L'ordonnance de clôture a été rendue le 10 mars 2023.
Par conclusions du 21 novembre 2023, Mme [L] demande à la cour d'appel de :
Vu l'accord intervenu entre les parties,
Acter du désistement de Mme [L]
Juger que chacune des parties conservera ses dépens en ce compris les frais d'avocat
Par conclusions en date du 22 novembre 2023, la société PARKER HANNIFIN demande à la Cour d'appel de Chambéry de :
Lui Donner acte de son acquiescement sans réserve au désistement de la partie appelante, à savoir Mme [L],
Juger que le désistement entraine extinction de l'instance inscrite au rôle général sous le numéro 21/02198,
Par conséquent,
Juger la Cour d'appel de Chambéry dessaisie par l'effet de l'extinction de l'instance,
Statuer ce que de droit sur les dépens.
Pour un plus ample exposé des faits, de la procédure et des moyens des parties, la cour se réfère à la décision attaquée et aux dernières conclusions déposées.
SUR QUOI :
Vu l'accord intervenu entre les parties et le désistement de l'ensemble des parties de leur appel principal et de leurs demandes respectives, il y a lieu de constater le désistement de l'appel de Mme [I] et son acceptation par la société PARKER HANNIFIN , qui entraîne le dessaisissement de la Cour, conformément aux dispositions des articles 384, 401, 404 du Code de Procédure Civile.

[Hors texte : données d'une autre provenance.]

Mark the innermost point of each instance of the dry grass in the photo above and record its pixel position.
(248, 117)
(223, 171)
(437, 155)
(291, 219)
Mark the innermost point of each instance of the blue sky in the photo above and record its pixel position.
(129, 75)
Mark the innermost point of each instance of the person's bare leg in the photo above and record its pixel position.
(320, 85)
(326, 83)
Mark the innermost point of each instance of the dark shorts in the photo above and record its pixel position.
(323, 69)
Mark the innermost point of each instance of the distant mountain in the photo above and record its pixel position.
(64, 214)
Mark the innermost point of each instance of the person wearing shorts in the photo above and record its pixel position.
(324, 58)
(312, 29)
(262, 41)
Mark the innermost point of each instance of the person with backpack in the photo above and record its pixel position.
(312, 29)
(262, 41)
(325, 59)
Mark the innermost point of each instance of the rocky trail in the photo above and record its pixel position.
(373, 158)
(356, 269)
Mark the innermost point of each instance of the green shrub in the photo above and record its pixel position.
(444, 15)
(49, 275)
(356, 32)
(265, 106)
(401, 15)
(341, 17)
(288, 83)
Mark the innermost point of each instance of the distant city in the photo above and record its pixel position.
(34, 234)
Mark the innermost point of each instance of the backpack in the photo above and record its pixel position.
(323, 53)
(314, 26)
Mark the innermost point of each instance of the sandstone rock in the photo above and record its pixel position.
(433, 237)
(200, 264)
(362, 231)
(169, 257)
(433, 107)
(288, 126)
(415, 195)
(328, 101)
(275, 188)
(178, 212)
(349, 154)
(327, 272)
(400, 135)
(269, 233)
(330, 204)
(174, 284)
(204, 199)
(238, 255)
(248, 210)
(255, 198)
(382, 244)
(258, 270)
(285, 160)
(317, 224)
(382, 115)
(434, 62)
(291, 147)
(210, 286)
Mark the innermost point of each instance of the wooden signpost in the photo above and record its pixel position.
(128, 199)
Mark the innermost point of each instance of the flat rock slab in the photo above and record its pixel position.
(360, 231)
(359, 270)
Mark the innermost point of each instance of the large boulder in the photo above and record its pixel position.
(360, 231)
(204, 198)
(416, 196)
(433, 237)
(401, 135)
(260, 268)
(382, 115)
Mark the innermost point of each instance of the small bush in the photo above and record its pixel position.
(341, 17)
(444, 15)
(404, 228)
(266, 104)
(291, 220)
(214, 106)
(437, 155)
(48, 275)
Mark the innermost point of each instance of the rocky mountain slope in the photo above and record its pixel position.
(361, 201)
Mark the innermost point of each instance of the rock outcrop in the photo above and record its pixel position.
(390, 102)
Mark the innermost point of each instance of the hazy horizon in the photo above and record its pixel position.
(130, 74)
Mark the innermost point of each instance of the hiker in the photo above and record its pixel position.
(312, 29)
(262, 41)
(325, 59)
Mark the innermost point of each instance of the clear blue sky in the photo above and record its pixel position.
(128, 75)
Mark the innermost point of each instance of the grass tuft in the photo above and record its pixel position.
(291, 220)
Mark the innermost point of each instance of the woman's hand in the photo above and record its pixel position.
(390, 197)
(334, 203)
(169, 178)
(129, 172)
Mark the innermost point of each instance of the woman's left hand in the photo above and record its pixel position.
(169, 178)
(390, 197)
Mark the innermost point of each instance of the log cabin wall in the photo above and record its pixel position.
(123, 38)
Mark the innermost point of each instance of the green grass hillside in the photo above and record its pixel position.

Chaque partie supportera la charge des frais irrépétibles et dépens engagés en cause appel.
PAR CES MOTIFS :
La Cour, statuant publiquement, par arrêt contradictoire mis à disposition au Greffe, après en avoir délibéré conformément à la loi, en dernier ressort,
CONSTATE le désistement de l'appel de Mme [I] et son acceptation par la partie intimée,
DIT que ce désistement entraîne l'extinction de l'instance d'appel et le dessaisissement de la Cour
LAISSE à la charge de chacune des parties les dépens et les frais irrépétibles en cause d'appel.
Ainsi prononcé publiquement le 30 Novembre 2023 par mise à disposition de l'arrêt au greffe de la Cour, les parties présentes en ayant été préalablement avisées dans les conditions prévues au deuxième alinéa de l'article 450 du code de procédure civile, et signé par Monsieur Cyril GUYAT, Conseiller en remplacement du Président empêché, et Monsieur Bertrand ASSAILLY, Greffier pour le prononcé auquel la minute de la décision a été remise par le magistrat signataire.